Lots of people think they’ll never be any good at selling, but the key to success is to understand what your customers need. When this happens, you’re not really selling any more — you’re just making people happy.
The idea that great salespeople can sell anything to anyone assumes that people will buy products and services they don’t need. Some people, and indeed some organisations, thrive on this unpleasant mode of operation.
However, it’s not for me — and it shouldn’t be for you either. This way of doing business — the hit and run approach — is best suited to con artists pedalling products or services that are of little value to the customer.
Great salespeople believe in the product or service they represent. They are evangelists.
Many people who start a business do not see themselves as natural salespeople at all

As a business owner, you will be the best-placed person in your organisation to become the best salesperson, because no one else will have more belief in the product or service your business is offering.
Richard Branson, Donald Trump, Steve Jobs, Michael Dell… all great sales people; all great believers.
You may be thinking that selling isn’t for you. It’s just something you’re not good at.
You may see yourself as a planner, a creative or an administrator, not a salesperson. The idea of asking someone to part with their cash might not sit comfortably with you.
Incredibly, many people who start a business do not see themselves as natural salespeople at all.
But Richard Branson, Donald Trump, Steve Jobs and thousands of other great entrepreneurs that inspire us never bludgeoned anyone into buying something they didn’t need. And that is the point: sales is not about convincing someone into saying yes to something they don’t want; sales is about knowing what a customer needs and then supplying them with the product or service that fulfils that need. In short, sales is about making people happy.

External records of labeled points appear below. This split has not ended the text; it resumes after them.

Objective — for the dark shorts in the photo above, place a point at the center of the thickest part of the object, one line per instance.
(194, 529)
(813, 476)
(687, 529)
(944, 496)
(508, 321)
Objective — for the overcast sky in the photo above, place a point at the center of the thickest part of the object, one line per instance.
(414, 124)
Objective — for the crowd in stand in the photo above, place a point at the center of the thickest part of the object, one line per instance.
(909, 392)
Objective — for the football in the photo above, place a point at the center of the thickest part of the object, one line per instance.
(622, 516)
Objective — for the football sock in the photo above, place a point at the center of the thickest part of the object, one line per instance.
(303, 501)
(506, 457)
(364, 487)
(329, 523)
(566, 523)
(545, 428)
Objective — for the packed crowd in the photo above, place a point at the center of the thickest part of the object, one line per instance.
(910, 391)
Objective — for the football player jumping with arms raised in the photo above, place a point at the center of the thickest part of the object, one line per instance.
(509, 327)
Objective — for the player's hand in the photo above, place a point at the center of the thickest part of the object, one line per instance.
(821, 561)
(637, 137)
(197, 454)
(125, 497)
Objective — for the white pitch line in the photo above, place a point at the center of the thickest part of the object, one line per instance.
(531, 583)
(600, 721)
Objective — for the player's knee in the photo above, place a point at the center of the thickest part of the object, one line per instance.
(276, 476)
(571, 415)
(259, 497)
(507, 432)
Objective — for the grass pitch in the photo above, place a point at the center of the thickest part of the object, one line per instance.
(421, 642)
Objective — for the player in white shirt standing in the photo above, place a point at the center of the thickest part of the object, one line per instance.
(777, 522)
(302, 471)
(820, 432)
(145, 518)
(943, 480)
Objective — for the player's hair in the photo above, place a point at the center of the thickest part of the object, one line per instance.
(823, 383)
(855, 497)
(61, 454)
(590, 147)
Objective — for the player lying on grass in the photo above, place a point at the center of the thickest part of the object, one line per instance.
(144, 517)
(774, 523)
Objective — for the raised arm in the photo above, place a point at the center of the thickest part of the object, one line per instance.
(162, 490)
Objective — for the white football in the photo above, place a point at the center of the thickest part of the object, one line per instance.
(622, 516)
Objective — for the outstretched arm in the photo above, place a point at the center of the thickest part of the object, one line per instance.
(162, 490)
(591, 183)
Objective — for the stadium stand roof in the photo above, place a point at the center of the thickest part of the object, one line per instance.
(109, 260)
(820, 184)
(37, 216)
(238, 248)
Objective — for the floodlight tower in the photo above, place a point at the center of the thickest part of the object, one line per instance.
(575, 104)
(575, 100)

Qualifying the customer is therefore a very important part of selling. This part of the process is often called ‘needs analysis’. In order to make someone happy, you need to know what they need.
For example, let’s say you’ve just bought a ski lodge in the Alps. It’s near some fantastic ski slopes and provides good accommodation too.
Ask yourself this: is good sales about convincing anyone who has the money that this is the place where they should spend their holiday? Some salespeople might say yes.
But would you honestly try to sell a two-week stay in your lodge to someone who didn’t ski? If you think that’s a good idea, you may end up approaching hundreds of people before you manage to convince someone to say yes.
A better use of your time would be to target people who could ski already.
Better than that, you could target people who could ski and were thinking about a ski trip. By doing so, you’re 50% there. You’re not selling now — you’re fulfilling needs.